Despite the exhaust caused by staggering swarms of motorbikes — by local news reports, there are 7.4 million in Ho Chi Minh City alone — much of life in Vietnam takes place outside. As a traveler, that’s also the case. You’ll perch on tiny plastic stools in a food-stall alley in Hanoi, lapping up pho tiu; guzzle mango smoothies at a canopied beach bar in Phu Quoc; crouch to descend into the dizzying, claustrophobic network of Vietnam War–era tunnels in the Cu Chi District of Ho Chi Minh; whiz, by bike, past rice fields and rubber trees in the Mekong Delta; and gawk at Halong Bay’s surreal limestone crags from the upper deck of a junkboat. All of these activities are blissfully free from dress codes.
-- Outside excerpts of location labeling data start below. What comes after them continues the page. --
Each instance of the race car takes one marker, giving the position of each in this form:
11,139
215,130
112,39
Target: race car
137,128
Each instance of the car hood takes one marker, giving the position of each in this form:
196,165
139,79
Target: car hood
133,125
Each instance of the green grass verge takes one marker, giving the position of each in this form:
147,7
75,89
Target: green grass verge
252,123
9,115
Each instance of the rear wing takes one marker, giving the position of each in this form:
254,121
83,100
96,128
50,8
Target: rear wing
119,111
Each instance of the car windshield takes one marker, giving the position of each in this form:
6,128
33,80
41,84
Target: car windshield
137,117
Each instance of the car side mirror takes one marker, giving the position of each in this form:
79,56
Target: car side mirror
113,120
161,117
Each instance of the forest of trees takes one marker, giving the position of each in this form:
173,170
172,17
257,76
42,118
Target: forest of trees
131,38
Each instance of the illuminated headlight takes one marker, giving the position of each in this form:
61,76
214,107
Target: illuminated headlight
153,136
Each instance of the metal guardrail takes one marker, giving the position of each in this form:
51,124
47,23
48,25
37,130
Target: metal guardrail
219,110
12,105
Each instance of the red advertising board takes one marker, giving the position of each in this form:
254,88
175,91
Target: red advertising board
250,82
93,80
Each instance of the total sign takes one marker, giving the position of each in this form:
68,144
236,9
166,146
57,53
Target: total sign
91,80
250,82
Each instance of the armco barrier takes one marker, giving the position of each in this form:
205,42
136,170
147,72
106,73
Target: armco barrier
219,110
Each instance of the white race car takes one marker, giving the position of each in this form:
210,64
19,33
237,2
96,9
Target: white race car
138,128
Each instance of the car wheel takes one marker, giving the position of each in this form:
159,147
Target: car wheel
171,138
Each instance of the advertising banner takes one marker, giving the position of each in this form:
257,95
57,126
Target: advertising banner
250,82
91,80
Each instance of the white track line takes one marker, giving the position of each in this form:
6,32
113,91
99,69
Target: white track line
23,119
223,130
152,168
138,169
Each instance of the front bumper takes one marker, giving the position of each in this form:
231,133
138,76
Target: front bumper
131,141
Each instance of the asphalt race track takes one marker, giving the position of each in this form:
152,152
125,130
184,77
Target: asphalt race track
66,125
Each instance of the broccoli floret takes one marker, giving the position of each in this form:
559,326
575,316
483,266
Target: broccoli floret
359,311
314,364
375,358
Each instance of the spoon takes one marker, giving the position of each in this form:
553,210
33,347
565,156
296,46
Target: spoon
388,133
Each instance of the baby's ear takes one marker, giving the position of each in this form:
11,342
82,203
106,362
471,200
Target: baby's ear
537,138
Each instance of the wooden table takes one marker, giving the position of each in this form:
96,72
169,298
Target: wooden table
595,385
Of course, during a two-week trip, you’ll inevitably need something you failed to pack. But I’ve learned to regard these moments as opportunities — cultural learnings available only to people who haven’t planned for every single “what if.” Had I brought more than one pair of worn-in sneakers, which, after a day of traipsing around, proved not supportive enough, I wouldn’t have gained the experience of trying to replace them. The ugly, yet supremely comfortable, pair of men’s Adidas sneakers I settled on are a reminder that it’s impossible to find women’s shoes larger than a size 7 in Hanoi. As a souvenir, they do exactly what they’re supposed to: tell a charming, personal story about an unfamiliar place.
In the end, I had to hand-wash a few things; I also splurged on hotel laundry — just once, and just on a handful of items. Sure, our beach selfies on Phu Quoc would look far more glamorous had I been wearing just the right silk tunic, bejeweled sandals, and dangly earrings (all things I possess, and all things I considered packing). But that would have meant more minutes cloistered in a hotel room attempting to pull a look together, and fewer minutes watching the sun blazing magnificently over the Gulf of Thailand, making its fiery exit behind the horizon.
The (Under) Packing List
Chic carry-ons | Like Betty Draper, your luggage should look gorgeous even if it’s a mess inside. I’m a fan of Tumi’s hard-shell international carry-ons ($475), which fit in most overhead bins, and MZ Wallace’s Metro Tote ($225), which includes a trio of detachable pouches.
Black leggings | Lululemon’s featherweight Align Pant II ($98) are comfortable enough to sleep in, tailored enough to be seen in public, and easily dressed up or down.
Gym clothes | Tops, pants, and shorts in solid colors (blacks, grays, navys) will make getting dressed a no-brainer, and wick-away fabrics will make hand-washing a breeze.
Tide sink packs | An underpacker’s lifeline, these TSA-friendly dollops of detergent weigh nothing and take up no space.
Two pairs of shoes | You can’t will your feet into feeling good, so identify your most comfortable sneakers and sandals, pack those — and only those — and never look back.
A scarf | If you must bring something fashion-y, make it a scarf, which will work just as well over a tank top and workout tights as it will over a dress.